I write songs, and often, I try to make commentary on the world around me (or inside me). When I read about the call for this week’s Make Cycle around systems thinking, I found myself struggling to push past game design from last week, where I also thought about systems design.
What came to mind as I re-read the CLMOOC post from our friends at the San Diego Writing Project was political systems, and how often they are broken. I was reminded of this last night as I was reading through and annotating A Letter to My Son by Ta-Nehisi Coates, as part of a Teachers Teaching Teachers webcast on race set for tomorrow (Wed) night. That piece in Atlantic, which is an excerpt from a new book, is a powerful reminder of how many of us are disenfranchised and removed from the systems of power and politics.

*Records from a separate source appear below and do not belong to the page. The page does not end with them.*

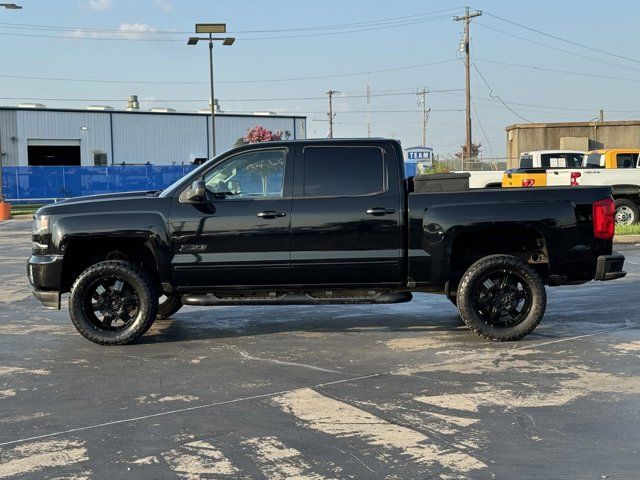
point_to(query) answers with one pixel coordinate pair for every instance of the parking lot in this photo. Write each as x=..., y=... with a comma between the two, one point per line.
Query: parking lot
x=383, y=391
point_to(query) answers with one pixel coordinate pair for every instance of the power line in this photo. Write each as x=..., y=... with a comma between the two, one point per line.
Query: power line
x=497, y=97
x=278, y=30
x=107, y=35
x=555, y=37
x=269, y=80
x=555, y=70
x=587, y=57
x=549, y=107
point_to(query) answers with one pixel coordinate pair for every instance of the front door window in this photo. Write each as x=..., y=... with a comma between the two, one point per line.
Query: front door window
x=255, y=175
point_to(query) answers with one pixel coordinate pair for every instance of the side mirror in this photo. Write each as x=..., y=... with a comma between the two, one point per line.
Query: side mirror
x=196, y=193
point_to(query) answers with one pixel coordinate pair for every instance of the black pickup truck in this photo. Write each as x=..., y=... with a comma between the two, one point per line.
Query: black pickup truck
x=318, y=222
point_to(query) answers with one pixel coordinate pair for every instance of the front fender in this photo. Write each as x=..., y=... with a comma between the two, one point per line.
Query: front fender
x=149, y=227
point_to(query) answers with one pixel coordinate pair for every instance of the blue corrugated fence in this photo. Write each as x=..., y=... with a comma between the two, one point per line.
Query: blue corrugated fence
x=22, y=184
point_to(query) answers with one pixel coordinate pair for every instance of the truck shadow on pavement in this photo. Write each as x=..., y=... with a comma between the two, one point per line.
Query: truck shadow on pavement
x=198, y=326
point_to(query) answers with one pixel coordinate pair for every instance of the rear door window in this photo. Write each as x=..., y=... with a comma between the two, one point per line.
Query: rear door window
x=343, y=171
x=626, y=160
x=526, y=161
x=574, y=160
x=594, y=160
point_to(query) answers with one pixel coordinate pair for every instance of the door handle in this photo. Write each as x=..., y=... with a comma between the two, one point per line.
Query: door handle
x=380, y=211
x=271, y=214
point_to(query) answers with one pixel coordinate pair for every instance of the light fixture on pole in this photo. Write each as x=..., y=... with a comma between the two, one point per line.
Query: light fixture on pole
x=211, y=28
x=5, y=208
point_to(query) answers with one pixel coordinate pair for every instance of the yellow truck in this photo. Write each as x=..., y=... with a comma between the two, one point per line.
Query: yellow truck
x=532, y=171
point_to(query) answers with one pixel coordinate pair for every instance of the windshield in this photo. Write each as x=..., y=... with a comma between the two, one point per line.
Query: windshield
x=169, y=190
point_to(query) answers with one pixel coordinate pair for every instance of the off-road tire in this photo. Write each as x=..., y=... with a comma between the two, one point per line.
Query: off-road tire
x=468, y=306
x=630, y=208
x=146, y=299
x=170, y=306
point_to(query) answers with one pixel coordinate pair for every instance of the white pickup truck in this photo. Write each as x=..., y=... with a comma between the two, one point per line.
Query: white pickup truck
x=625, y=182
x=533, y=159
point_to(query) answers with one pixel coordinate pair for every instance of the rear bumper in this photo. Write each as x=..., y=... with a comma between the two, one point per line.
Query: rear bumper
x=609, y=267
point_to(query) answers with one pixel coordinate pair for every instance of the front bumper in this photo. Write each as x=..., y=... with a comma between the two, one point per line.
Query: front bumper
x=609, y=267
x=50, y=299
x=45, y=274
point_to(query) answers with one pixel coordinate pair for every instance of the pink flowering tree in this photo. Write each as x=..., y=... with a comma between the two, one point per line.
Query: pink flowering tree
x=260, y=134
x=269, y=165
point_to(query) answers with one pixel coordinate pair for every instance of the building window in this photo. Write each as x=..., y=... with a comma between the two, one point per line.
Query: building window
x=100, y=159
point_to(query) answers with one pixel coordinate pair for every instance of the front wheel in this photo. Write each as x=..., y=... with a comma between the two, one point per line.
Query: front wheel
x=113, y=303
x=501, y=298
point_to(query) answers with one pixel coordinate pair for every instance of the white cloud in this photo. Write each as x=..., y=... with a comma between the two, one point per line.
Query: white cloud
x=125, y=30
x=98, y=4
x=164, y=5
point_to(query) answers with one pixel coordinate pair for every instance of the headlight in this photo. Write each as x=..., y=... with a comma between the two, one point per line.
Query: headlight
x=40, y=224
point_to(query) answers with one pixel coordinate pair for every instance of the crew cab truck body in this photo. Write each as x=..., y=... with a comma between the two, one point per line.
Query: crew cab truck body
x=618, y=168
x=316, y=222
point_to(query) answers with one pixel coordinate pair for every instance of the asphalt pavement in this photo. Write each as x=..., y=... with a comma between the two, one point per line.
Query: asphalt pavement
x=316, y=392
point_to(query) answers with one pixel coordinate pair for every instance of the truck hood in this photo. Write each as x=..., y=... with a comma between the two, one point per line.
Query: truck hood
x=102, y=198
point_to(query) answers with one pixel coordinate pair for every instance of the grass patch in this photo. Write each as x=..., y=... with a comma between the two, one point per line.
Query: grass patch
x=628, y=229
x=24, y=209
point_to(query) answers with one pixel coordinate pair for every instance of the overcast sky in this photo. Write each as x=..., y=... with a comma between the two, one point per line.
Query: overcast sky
x=588, y=60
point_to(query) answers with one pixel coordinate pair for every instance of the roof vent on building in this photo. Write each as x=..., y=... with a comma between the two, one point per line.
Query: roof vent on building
x=32, y=105
x=100, y=107
x=132, y=102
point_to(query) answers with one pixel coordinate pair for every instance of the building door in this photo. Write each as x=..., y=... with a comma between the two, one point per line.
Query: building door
x=53, y=152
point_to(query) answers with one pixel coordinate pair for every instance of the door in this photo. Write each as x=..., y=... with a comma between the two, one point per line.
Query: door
x=240, y=235
x=347, y=216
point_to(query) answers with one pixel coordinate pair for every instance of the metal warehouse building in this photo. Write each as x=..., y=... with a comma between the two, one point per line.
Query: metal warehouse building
x=103, y=136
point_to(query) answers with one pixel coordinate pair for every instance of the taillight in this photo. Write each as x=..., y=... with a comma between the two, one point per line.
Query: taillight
x=574, y=178
x=603, y=218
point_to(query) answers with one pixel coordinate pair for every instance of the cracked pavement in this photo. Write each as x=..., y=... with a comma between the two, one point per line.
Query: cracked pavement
x=313, y=392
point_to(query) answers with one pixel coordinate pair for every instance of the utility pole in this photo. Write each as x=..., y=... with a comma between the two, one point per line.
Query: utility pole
x=368, y=111
x=422, y=102
x=467, y=22
x=331, y=93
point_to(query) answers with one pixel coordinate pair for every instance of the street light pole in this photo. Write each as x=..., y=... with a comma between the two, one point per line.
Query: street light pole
x=213, y=99
x=7, y=6
x=211, y=28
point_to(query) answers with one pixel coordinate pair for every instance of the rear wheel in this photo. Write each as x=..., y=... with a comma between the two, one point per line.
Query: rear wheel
x=501, y=298
x=113, y=303
x=627, y=212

All this brought me back to thinking about songwriting, and I was reminded of when Hurricane Katrina ravaged New Orleans and beyond, and how the storm laid bare the neglect and poverty of so many people, and how the system failed them in the time of greatest need. In the aftermath of Katrina, I wrote a song — Katrina Blows In — that tried to capture what I was seeing. My previous band recorded it, and then that band fell apart, so the song has sort of been left off to the side.
But I still think of it as song about a system that failed, and the underlying theme of people reaching out to help each other when the system does not work.